By New Zimbabwe
The United Nations has informed the governments of Zimbabwe and Zambia that Victoria Falls could lose its unique heritage status if a golf course is built at the site.
According to The Times, the two countries’ governments have put together plans for lodges, a golf course and a hydroelectric dam, which have concerned Unesco officials, as the golf course could disrupt an established elephant corridor.
Victoria Falls is the world’s largest sheet of falling water, featuring unique rock structures, and earned its world heritage site status in 1989.
The Times states a Unesco report, written after officials visited the site for five days, cites the “inconsistency in the use of precise boundaries and buffer zones” on plans published by the authorities in Lusaka and Harare.
A lack of full transparency about ambitious projects on either side of the Zambezi river which feeds the falls is fuelling local rumours of corruption, the paper adds.
The Unesco team has also called for a halt to the building of a 300-bed hotel complex on the Zambian side.

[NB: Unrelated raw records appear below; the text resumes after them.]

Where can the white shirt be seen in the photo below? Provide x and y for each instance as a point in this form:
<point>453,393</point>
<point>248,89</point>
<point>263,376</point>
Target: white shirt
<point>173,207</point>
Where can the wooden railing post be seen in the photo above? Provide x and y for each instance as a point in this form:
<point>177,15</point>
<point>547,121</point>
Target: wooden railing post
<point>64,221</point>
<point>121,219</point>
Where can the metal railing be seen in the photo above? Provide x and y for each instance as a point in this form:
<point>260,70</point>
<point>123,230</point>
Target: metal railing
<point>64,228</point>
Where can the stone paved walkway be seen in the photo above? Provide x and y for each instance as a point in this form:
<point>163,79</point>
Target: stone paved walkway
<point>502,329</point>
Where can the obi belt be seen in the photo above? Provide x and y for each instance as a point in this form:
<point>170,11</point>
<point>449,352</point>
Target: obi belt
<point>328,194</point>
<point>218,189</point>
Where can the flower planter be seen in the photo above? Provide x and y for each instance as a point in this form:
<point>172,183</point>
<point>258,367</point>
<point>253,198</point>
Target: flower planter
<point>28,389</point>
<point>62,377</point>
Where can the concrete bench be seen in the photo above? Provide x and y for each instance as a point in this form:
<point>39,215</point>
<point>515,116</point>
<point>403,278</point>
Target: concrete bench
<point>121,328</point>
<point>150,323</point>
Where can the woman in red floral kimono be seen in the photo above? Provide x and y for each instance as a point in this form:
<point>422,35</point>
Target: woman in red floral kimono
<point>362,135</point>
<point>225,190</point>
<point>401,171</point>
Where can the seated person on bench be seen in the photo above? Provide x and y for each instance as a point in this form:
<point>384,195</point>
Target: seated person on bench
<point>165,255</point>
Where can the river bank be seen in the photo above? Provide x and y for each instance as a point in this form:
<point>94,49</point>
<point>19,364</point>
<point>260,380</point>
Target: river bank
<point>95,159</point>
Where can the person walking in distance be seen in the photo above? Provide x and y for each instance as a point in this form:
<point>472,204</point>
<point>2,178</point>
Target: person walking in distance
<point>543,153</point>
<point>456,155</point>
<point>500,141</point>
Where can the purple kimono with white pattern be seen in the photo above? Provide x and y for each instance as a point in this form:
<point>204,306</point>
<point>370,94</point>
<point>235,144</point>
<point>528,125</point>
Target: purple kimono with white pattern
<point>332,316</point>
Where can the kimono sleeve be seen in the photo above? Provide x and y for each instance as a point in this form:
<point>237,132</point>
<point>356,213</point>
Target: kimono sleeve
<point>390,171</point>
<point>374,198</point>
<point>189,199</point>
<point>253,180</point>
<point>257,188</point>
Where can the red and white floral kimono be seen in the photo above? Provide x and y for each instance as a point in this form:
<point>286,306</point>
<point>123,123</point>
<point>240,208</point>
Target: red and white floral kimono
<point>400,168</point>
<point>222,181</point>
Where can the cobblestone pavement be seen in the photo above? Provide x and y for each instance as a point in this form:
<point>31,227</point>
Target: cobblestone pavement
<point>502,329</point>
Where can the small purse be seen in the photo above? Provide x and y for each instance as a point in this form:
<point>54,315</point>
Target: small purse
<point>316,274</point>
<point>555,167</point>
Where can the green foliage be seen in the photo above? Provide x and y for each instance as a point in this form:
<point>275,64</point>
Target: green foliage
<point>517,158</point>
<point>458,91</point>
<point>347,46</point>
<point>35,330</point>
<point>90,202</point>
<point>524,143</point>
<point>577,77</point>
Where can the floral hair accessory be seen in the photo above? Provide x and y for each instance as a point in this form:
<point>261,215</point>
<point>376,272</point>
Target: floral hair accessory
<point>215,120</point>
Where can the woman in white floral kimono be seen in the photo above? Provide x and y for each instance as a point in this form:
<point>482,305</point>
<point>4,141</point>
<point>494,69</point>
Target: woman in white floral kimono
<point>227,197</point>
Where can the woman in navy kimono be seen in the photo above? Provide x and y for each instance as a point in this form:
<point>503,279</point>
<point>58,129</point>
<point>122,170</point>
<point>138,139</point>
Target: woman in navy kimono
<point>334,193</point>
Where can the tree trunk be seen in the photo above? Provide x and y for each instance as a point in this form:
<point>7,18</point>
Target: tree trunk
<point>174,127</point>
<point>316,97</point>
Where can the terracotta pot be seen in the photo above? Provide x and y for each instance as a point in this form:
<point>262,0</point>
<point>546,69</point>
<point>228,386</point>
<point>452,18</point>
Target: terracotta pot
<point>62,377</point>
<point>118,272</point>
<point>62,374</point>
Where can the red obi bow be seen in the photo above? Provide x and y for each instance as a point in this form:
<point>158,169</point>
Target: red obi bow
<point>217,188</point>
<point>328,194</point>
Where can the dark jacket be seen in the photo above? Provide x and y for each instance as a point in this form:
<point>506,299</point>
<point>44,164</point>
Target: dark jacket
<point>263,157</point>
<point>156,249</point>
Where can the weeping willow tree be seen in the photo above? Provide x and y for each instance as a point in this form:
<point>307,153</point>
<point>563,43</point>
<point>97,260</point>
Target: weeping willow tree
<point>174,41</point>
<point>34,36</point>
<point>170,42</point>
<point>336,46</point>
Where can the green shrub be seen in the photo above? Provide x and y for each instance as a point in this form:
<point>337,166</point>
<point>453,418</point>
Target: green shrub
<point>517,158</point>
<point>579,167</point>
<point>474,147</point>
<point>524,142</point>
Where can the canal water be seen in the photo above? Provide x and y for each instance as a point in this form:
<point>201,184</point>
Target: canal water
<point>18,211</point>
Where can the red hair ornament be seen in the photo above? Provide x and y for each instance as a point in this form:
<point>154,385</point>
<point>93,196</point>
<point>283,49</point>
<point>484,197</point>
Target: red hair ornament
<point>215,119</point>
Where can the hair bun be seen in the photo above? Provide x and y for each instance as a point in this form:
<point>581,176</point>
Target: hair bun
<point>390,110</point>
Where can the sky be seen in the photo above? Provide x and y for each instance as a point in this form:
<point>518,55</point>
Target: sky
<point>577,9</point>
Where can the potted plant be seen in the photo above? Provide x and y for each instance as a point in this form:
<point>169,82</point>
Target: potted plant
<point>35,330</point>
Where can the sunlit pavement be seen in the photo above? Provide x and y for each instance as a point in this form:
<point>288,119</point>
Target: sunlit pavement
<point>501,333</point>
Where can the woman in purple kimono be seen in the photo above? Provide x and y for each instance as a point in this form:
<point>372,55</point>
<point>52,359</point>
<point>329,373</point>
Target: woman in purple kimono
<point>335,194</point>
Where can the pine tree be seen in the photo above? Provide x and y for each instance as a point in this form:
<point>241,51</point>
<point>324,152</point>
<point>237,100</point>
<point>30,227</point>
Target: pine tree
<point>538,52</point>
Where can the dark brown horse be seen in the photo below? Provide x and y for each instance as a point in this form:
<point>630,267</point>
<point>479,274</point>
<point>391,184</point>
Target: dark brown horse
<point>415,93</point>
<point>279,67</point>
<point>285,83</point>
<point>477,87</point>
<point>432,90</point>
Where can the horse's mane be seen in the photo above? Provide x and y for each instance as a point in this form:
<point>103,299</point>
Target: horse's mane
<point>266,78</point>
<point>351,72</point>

Although both countries are under huge pressure to improve their citizens’ access to power, heritage officials said the proposal for a new hydroelectric dam “should not proceed as currently proposed”.
If development pressed ahead, the area’s special status “could be considered to be in danger in the near future”, the delegation said.
The proposals are part of Zimbabwe government’s ambitions to improve domestic energy production and build a tourism sector worth $5 billion by 2025.